The Singapore Supreme Court has dismissed an appeal by erstwhile Ranbaxy Laboratories' former promoters Malvinder Singh and Shivinder Singh against a High Court order that declined to set aside an arbitration award in favour of Japan's Daichii Sankyo.
Confirming the development, Anand Pathak, Managing Partner P&A Law Offices, representing Japanese pharma firm Daaichi Sankyo said, "The Singapore Supreme Court has dismissed the appeal."
He further said, "We have been trying to enforce the award and we will continue in a very focussed way to enforce the award, now that there is a finality to the appeal."
With interests and everything, the total amount is in excess of Rs 3,500 crore, Pathak said.
Daichii Sankyo, which had acquired majority control of erstwhile Ranbaxy from the Singh brothers in 2008 for around Rs 19,800 crore, began arbitration proceedings in Singapore in 2012 against the brothers alleging misrepresentation and concealment of material facts during the takeover.

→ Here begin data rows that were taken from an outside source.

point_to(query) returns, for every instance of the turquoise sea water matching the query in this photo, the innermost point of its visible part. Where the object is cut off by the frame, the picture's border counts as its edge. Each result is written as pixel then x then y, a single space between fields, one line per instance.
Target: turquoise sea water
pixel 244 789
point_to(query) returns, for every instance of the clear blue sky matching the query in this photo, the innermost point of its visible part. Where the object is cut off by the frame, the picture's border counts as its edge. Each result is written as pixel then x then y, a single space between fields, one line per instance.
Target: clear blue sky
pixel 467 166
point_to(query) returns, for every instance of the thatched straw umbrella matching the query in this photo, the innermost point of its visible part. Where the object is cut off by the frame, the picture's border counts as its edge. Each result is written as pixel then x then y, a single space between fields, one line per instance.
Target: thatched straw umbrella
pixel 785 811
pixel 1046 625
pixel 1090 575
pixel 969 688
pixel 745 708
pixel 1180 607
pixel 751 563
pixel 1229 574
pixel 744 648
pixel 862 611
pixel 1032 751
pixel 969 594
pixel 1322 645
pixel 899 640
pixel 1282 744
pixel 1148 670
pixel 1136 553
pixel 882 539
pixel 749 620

In April 2016, the arbitration panel had ruled in favour of the Japanese drug maker and awarded Rs 2,500 crore in damages and held that the former promoters of Ranbaxy were liable for fraud.
Subsequently, Daichii commenced simultaneous proceedings for leave to enforce the award as a court judgment in the Delhi High Court and Singapore High Court, where it received favourable judgements.
The order of the Singapore High Court was challenged in the Supreme Court by the Singh brothers.
Last year, the Enforcement Directorate had arrested both Malvinder and Shivinder in connection with a probe into alleged misappropriation of funds from Religare Finvest, a financial services firm they promoted after selling their stake in Ranbaxy.